Invariants of Complex Object Structures

June 22, 2010 – 6 years, 9 months ago, by eifler

Short Description

Develop a specification and verification technique for invariants of complex object structures.


class Component {
   protected /*@ spec_public @*/ Composite parent;
   protected int total = 1;
   //@ protected invariant 1 <= total;

class Composite extends Component {
   private Component[] components = new Component[5];
   private int count;
   //@ private invariant total == 1 + (\sum int i; 0 <= i && i < count; components[i].total);
   //@ requires c.parent == null;
   public void addComponent(Component c) {
      // resize array if necessary
      components[count] = c;
      c.parent = this;

   //@ requires 0 <= p;
      private /*@ helper @*/ void addToTotal(int p) {
      total += p;
      if(parent != null) { parent.addToTotal(p); }

An implementation of the Composite pattern. As expressed by the JML invariant in Composite, the total field stores the number of (sub-)components of a component. For simplicity, we omit the invariants that express that each component is correctly linked to its parent. The invariant shown in Composite uses nsum to express the addition of all component totals.
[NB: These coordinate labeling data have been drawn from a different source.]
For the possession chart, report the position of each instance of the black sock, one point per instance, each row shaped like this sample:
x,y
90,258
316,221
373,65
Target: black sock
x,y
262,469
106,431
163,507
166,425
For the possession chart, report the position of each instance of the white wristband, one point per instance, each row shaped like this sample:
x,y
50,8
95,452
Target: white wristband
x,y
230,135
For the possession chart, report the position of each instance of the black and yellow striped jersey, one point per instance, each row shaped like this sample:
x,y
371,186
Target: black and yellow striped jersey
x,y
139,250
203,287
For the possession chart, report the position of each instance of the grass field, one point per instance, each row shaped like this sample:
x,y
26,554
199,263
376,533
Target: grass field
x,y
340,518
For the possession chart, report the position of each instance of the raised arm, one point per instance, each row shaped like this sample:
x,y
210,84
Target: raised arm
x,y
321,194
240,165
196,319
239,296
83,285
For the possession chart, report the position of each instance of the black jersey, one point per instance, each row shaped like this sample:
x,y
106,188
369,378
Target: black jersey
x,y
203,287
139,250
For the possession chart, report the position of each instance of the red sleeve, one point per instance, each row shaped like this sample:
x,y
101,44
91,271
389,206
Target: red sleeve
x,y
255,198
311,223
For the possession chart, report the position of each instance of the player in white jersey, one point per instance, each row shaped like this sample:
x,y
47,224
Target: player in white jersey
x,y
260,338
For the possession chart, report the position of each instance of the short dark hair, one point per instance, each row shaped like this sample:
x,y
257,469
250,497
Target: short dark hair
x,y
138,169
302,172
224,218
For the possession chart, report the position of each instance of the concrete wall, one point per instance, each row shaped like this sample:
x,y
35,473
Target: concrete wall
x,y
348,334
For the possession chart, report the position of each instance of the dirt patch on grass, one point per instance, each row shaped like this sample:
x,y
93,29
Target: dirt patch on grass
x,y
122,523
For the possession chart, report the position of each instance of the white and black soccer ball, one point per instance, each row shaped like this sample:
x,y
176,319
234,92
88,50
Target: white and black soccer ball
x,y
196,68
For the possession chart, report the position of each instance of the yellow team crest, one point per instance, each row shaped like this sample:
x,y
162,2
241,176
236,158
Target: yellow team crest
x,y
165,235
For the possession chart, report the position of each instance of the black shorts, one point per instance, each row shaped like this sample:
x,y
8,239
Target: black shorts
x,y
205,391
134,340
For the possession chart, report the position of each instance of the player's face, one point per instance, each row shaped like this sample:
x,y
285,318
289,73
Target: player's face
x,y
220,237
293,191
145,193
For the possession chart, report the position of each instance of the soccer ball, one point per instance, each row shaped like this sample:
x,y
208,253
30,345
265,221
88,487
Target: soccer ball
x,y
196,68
Method addToTotal is declared as helper, which means that it cannot assume and need not preserve any invariants.


Long Description

Almost all interesting data structures consist of several interacting objects. The invariant of such a data structure relates the state of several objects, which implies that modifications of these objects potentially affect the invariant. Consequently, a sound verification technique has to generate proof obligations for all methods that modify an object of the data structure to maintain the invariant.
We illustrate invariants of object structures by the implementation of the Composite Pattern in the example above. Each Composite object stores references to its direct sub-components in an array. The invariant of a Composite object x expresses that the field contains the number of components of the composite tree rooted in x. Therefore, the invariant of x depends on the state of x , the array x.components, and the state of x’s direct sub-components. Any method that modifies any of these objects potentially violates x’s invariant. Therefore, the invariant leads to proof obligations for the methods of Component and its subclasses, methods of Composite, and any method that has access to the components array. To handle the latter group of methods in a modular way, one has to employ some form of alias control to limit this group, for instance, to the methods of Composite.
The example illustrates that reasoning about invariants of object structures has to deal with the complications of subclassing and aliasing, and is, therefore, a rather difficult challenge.

Supplementary Materials

The paper by Gary T. Leavens and K. Rustan M. Leino and Peter Müller from which this challenge is taken contains some additional information including references to relevant papers related to this challenge. Some more specification and verification challenges which are also included on this site can also be found there.